It looks like the whole cloud computing thing is going to work out well for Amazon.
Amazon Web Services reported quarterly revenue of $5.1 billion Thursday, a gain of 44 percent compared to the fourth quarter of last year. Total revenue for 2017 was $17.4 billion, a 43 percent jump over its total in 2016.
Operating income also increased, helping once again to bolster the profitability of its sprawling retailing parent. AWS took in $1.3 billion in operating income during the quarter, while Amazon as a whole reported operating income of $2.1 billion.
AWS revenue is now on a $20-billion-a-year pace, said CFO Brian Olsavsky on a conference call Thursday after the release of the results. That’s up from the $18-billion-a-year pace it was on when it reported earnings last quarter.

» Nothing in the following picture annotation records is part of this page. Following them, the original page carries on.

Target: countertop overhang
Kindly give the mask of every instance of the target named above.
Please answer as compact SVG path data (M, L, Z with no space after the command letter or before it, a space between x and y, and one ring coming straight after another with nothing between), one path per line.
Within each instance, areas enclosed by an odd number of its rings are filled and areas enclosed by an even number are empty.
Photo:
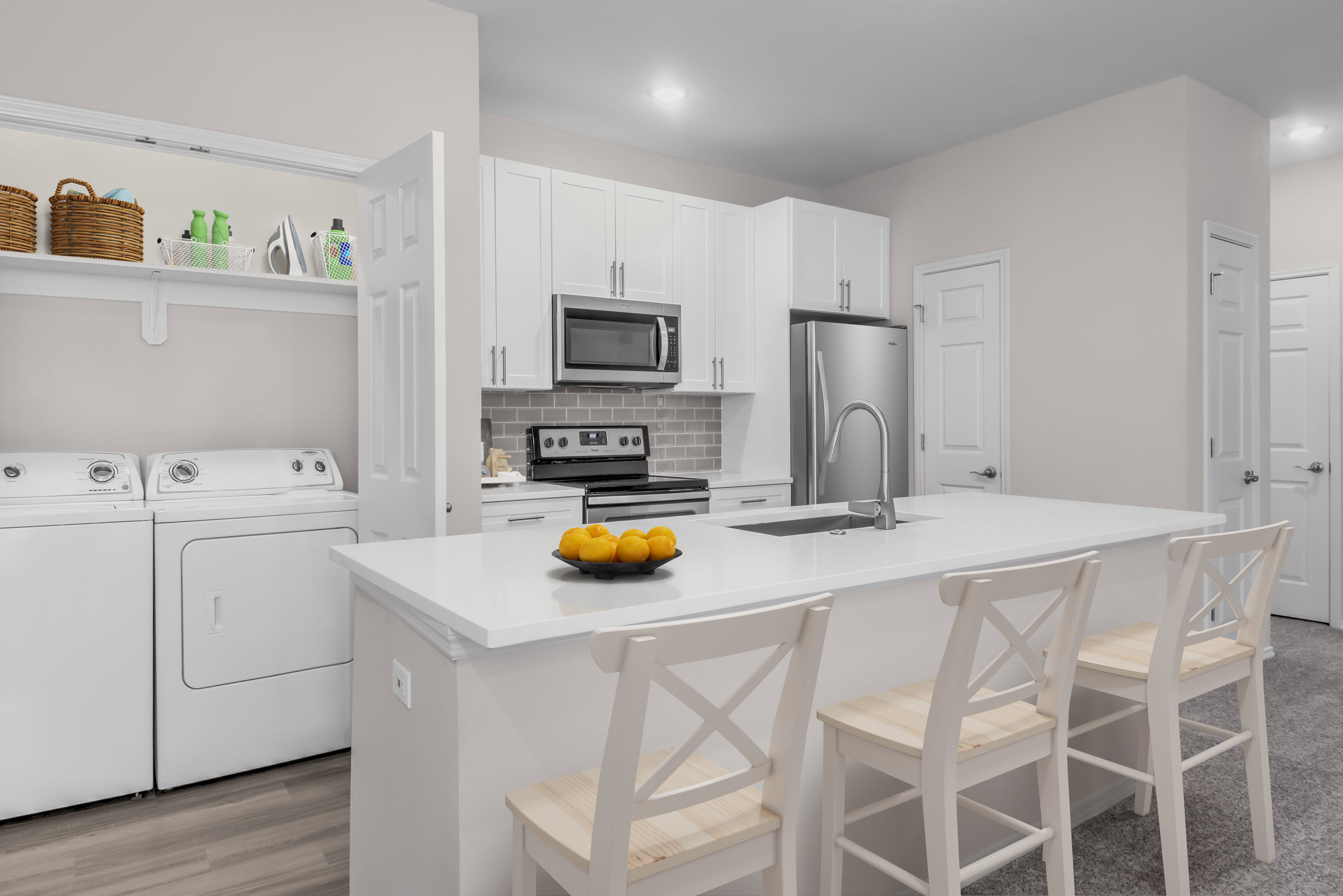
M653 575L610 581L551 557L559 534L553 528L344 545L330 553L357 579L418 614L485 648L502 648L819 592L912 582L1225 522L1219 514L974 492L900 498L896 508L929 519L894 530L787 538L729 524L818 508L662 520L676 530L684 555Z

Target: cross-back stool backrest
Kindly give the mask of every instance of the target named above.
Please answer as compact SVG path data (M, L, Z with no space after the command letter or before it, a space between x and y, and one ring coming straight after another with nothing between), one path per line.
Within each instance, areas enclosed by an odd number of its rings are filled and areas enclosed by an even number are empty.
M1164 669L1178 677L1185 648L1214 637L1234 634L1238 644L1253 647L1256 651L1262 649L1264 637L1268 634L1268 616L1273 609L1273 593L1277 590L1277 578L1283 574L1283 562L1292 543L1292 526L1284 520L1234 533L1172 538L1167 546L1167 555L1180 563L1180 570L1156 629L1152 669ZM1241 571L1230 578L1213 562L1241 554L1252 557ZM1237 586L1252 571L1254 581L1242 604ZM1211 579L1217 592L1211 600L1205 600L1205 575ZM1205 628L1209 614L1218 605L1230 609L1234 618Z
M956 620L947 638L933 685L928 727L924 731L925 759L955 762L962 719L1034 696L1039 712L1058 719L1068 728L1068 697L1073 685L1073 668L1081 648L1082 626L1091 612L1101 562L1096 551L1029 566L952 573L943 575L939 586L943 604L955 606ZM1053 600L1018 630L998 609L998 604L1048 592ZM1041 660L1029 640L1054 614L1058 621L1049 652ZM984 622L992 625L1007 645L982 669L972 669ZM1009 661L1019 659L1030 672L1030 681L991 696L976 697Z
M833 604L833 596L821 594L760 610L592 633L592 659L598 667L604 672L620 673L598 781L590 862L594 877L610 877L604 881L608 892L623 892L633 821L696 806L753 783L763 782L764 807L783 818L783 836L792 836L796 811L790 809L796 805L802 747L811 718L821 647ZM764 648L774 649L723 703L709 700L670 669L682 663ZM731 714L786 657L791 659L770 746L761 748L731 719ZM637 781L653 683L689 707L702 722L655 770ZM747 767L654 795L714 731L741 752Z

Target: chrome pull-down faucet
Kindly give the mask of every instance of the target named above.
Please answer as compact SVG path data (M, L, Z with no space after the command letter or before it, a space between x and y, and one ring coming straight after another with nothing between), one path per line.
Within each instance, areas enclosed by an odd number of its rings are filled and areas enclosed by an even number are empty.
M850 401L841 408L839 416L835 417L835 428L830 431L830 437L826 440L826 463L833 464L839 459L839 429L854 410L866 410L870 413L877 421L877 429L881 432L881 486L877 500L850 500L849 512L872 516L874 528L894 528L896 504L890 498L890 429L886 427L886 418L882 416L881 408L861 398Z

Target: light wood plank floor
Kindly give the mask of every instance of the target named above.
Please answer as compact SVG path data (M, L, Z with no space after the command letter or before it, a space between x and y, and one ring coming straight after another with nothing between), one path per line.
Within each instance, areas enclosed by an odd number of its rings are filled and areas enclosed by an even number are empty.
M348 752L0 825L0 896L348 892Z

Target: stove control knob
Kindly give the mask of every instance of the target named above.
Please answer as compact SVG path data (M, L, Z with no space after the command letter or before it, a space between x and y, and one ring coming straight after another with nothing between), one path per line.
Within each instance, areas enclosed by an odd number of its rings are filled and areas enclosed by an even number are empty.
M189 460L179 460L168 468L168 475L180 483L189 483L196 478L196 464Z

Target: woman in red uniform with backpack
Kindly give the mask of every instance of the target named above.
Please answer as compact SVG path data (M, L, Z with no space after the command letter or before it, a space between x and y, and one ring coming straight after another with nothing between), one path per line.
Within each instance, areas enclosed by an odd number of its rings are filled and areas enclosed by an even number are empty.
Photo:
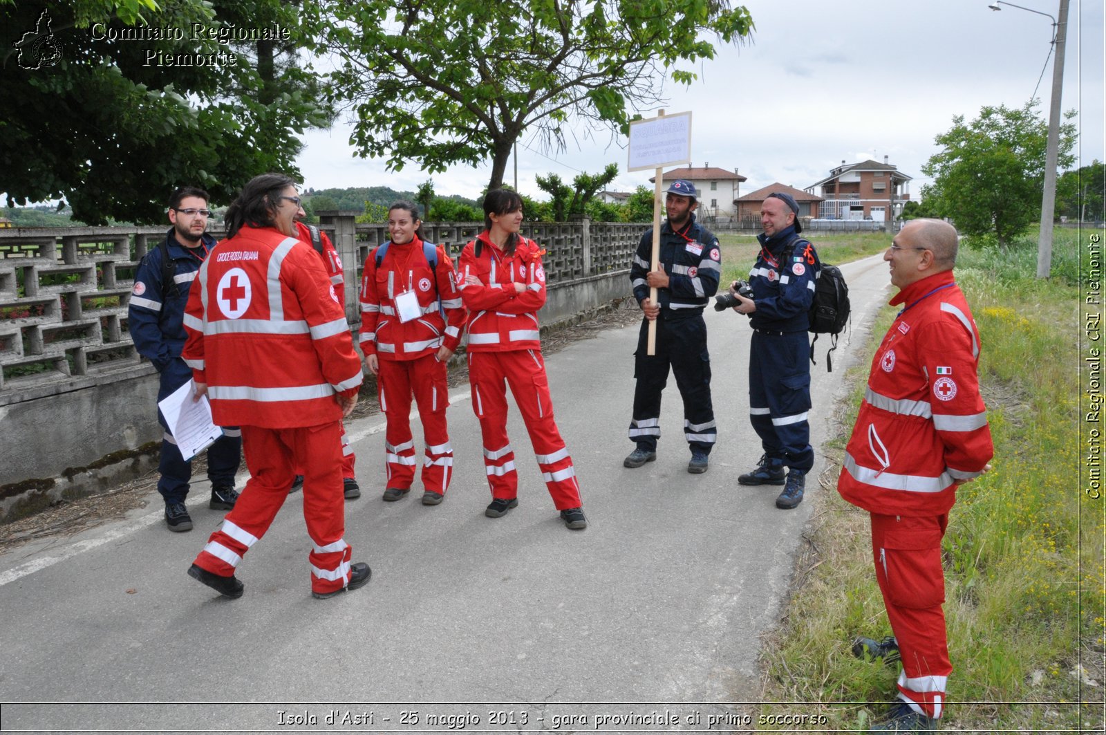
M422 241L421 224L410 201L388 208L392 239L368 253L362 273L359 341L387 418L384 499L405 497L415 479L414 395L426 441L422 505L438 505L453 473L446 372L461 340L465 309L452 261L442 246Z
M480 421L492 494L484 515L499 518L519 505L514 451L507 436L509 385L561 519L568 528L586 528L576 470L553 418L542 359L538 310L545 303L543 251L519 235L522 198L518 194L492 189L484 197L483 210L484 231L461 251L458 281L469 310L472 410Z

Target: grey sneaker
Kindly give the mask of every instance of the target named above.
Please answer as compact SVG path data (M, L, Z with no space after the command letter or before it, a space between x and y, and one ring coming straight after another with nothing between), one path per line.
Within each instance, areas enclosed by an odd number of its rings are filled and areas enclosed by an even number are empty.
M573 530L587 528L587 518L584 517L583 508L565 508L561 511L561 520Z
M937 721L924 714L915 712L906 702L899 702L891 710L890 716L878 725L874 725L870 733L932 733L938 729Z
M345 495L346 500L353 500L361 497L361 486L357 485L357 480L353 477L342 478L342 494Z
M400 489L398 487L388 487L388 488L385 488L385 490L384 490L384 500L386 500L387 503L395 503L399 498L401 498L405 495L407 495L408 493L410 493L410 489L411 488L409 488L409 487L405 487L403 489Z
M643 449L638 447L629 453L629 456L623 459L623 467L640 467L647 462L653 462L657 458L656 452L649 452L648 449Z
M858 636L853 640L853 655L866 661L883 659L886 664L893 664L901 658L898 641L895 640L894 635L888 635L881 641Z
M211 488L211 500L208 507L212 510L233 510L238 503L238 493L233 485L216 485Z
M233 574L230 577L220 577L219 574L209 572L207 569L200 569L196 565L192 565L188 568L188 576L231 600L242 597L242 592L246 591L246 586Z
M192 530L192 517L188 515L184 503L165 504L165 524L170 531Z
M806 473L792 469L787 473L787 484L783 486L783 493L775 499L775 507L782 510L797 508L803 501L803 488L806 486Z
M519 507L519 498L511 498L510 500L504 500L502 498L495 498L491 504L484 508L484 515L489 518L499 518L505 516L507 511L511 508Z
M757 467L744 475L738 475L738 483L741 485L783 485L783 465L773 465L768 455L762 454L761 458L757 460Z
M336 594L342 594L345 591L353 591L361 589L368 580L373 577L373 570L368 568L368 565L364 561L357 561L349 565L349 581L346 582L345 587L334 590L333 592L311 592L311 597L316 600L325 600L332 598Z
M688 463L688 472L692 475L701 475L707 472L707 455L702 452L692 452L691 462Z

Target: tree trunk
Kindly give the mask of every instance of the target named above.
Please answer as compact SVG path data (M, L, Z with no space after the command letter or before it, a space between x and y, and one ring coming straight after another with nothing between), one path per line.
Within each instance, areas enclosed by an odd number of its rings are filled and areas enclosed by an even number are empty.
M495 141L495 153L491 159L491 180L488 182L488 190L503 188L503 174L507 172L507 162L511 158L511 146L514 138L500 138Z

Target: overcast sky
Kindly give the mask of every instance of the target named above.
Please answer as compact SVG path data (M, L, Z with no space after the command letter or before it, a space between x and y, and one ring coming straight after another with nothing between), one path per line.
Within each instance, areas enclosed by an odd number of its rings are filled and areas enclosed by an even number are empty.
M748 0L757 29L743 46L723 46L696 68L699 81L666 84L668 113L691 111L695 166L739 169L749 180L742 194L773 182L805 188L831 168L867 158L914 177L918 199L922 164L937 152L933 137L953 115L974 118L984 105L1020 107L1040 87L1047 118L1052 91L1051 21L991 0ZM739 4L733 0L733 4ZM1018 4L1055 17L1058 0ZM1104 156L1102 0L1071 0L1064 62L1063 108L1079 112L1076 166ZM1048 59L1047 69L1045 60ZM1044 75L1042 77L1042 70ZM643 111L650 117L655 111ZM298 159L305 186L390 186L414 190L430 178L417 166L389 172L383 159L356 157L349 130L311 131ZM622 172L609 187L633 190L651 172L626 173L626 141L608 135L547 152L519 146L519 188L547 198L535 175L570 180L580 170L598 173L608 163ZM522 138L526 142L525 136ZM504 180L512 183L513 164ZM457 166L434 175L439 195L476 198L490 165Z

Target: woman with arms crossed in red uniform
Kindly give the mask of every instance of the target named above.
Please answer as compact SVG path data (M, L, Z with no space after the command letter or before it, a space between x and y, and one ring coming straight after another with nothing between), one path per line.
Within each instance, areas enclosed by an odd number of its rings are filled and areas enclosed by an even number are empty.
M480 421L492 494L484 515L499 518L519 505L519 475L507 436L505 383L522 412L561 519L568 528L586 528L576 470L553 420L539 339L538 310L545 303L542 250L519 235L522 198L518 194L492 189L483 209L484 231L461 251L458 281L469 310L472 410Z
M414 394L426 439L422 505L438 505L453 473L446 372L461 340L465 308L453 281L453 262L444 247L422 241L421 225L418 207L410 201L396 201L388 209L392 240L365 259L359 341L387 418L384 499L405 497L415 479Z

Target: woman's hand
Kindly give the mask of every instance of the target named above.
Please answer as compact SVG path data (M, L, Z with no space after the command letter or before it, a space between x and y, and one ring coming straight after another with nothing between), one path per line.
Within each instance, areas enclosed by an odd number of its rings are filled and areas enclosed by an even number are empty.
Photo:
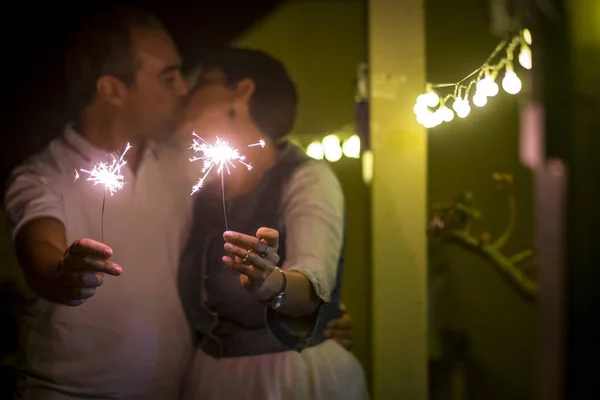
M283 277L273 274L279 255L279 232L270 228L259 228L256 237L239 232L223 234L226 251L233 255L224 256L223 263L240 273L240 283L258 300L264 301L281 288Z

Despite strong competition from Microsoft and others in 2017, AWS managed to maintain a growth pace of around 45 percent over the course of the year. None of its competitors break out their infrastructure cloud revenue, so it’s hard to make proper comparisons, but it’s unlikely based on these results that AWS ceded any market share during the fourth quarter.
Olsavsky downplayed the notion that Amazon should consider spinning out AWS as a separate company, which makes sense on some levels and would be a big challenge on others. As did CEO Andy Jassy in November, he argued that the two organizations — which do operate with some degree of separation — get more out of being together than they would being apart.